I don’t have to scour the complete world wide web today. I don’t have to get every interpretation of every poem that has ever used bird as metaphor today. I can start with a small group of people convinced that this is the way to go. And eventually, other poetry fans, and high school sophmores, will also see the benefit of doing a little bit of extra work when putting that poem online, aided and abetted by helpful tools. It’s from this tiny little acorn, big mother oaks grow.

How do you think RSS started? Or FOAF for that matter?

I’ll let you in on a little secret: my semantic web is not The Semantic Web. They won’t give nobel prizes for it, and it won’t be a deafening flash or a blinding roar. It will just make my life a bit easier than what what it is now. Some folks who like the Semantic Web won’t necessarily like or agree with my simple, little small ’s’, semantic, small ‘w’ web. But I don’t care, and neither does it.

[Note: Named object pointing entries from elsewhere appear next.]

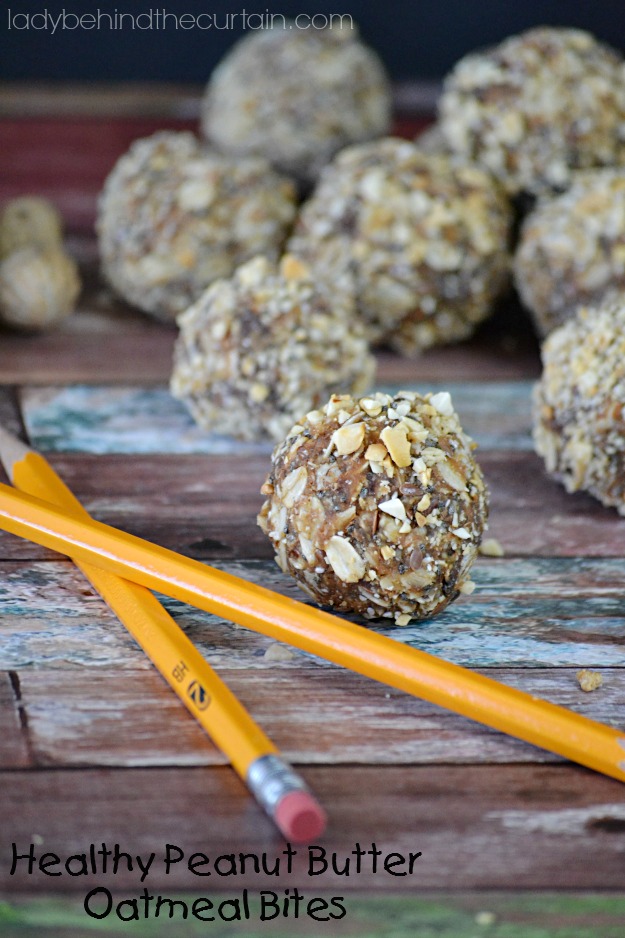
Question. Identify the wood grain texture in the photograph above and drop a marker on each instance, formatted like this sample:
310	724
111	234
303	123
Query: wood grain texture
540	612
519	827
94	746
131	420
14	751
315	716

In this semantic web, people like Danny Ayers with his good humored patience persistence supporting RDF and the ’semantic web, will have just as much an impact as any Tim, Dave, or Clay.

One last thing: I wanted to also comment on Dare Obasanjo’s post on this issue. Dare is saying that we don’t need RDF because we can use transforms between different data models; that way everyone can use their own XML vocabulary. This sounds good in principle, but from previous experience I’ve had with this type of effort in the past, this is not as trivial as it sounds. By not using an agreed on model, not only do you now have to sit down and work out an agreement as to differences in data, you also have to work out the differences in the data model, too. In other words – you either pay upfront, once; or you keep paying in the end, again and again. Now, what was that about a Perpetual Motion Machine, Dare?

However, don’t let me stop you from using XML and your own home grown data model and rules and regs. But we won’t let this stop us from using RDF and RDF/XML.

The point I’m trying to make is this: the semantic web is here. It snuck in quietly while the rest of us were debating. It is viral, slowly putting out little tendrils of applicability throughout the web. The only problem we’re really having is that we’re not recognizing it now because no huge rocket burst into the air going “Semantic Web is here! Semantic Web is here!”

I think what we’re missing is the semantic web equivalent of the animated GIF. Something with lots of moving parts so that people know it’s working.

(P.S. Liz> has started pulling all of the links on this issue into one permanent record.)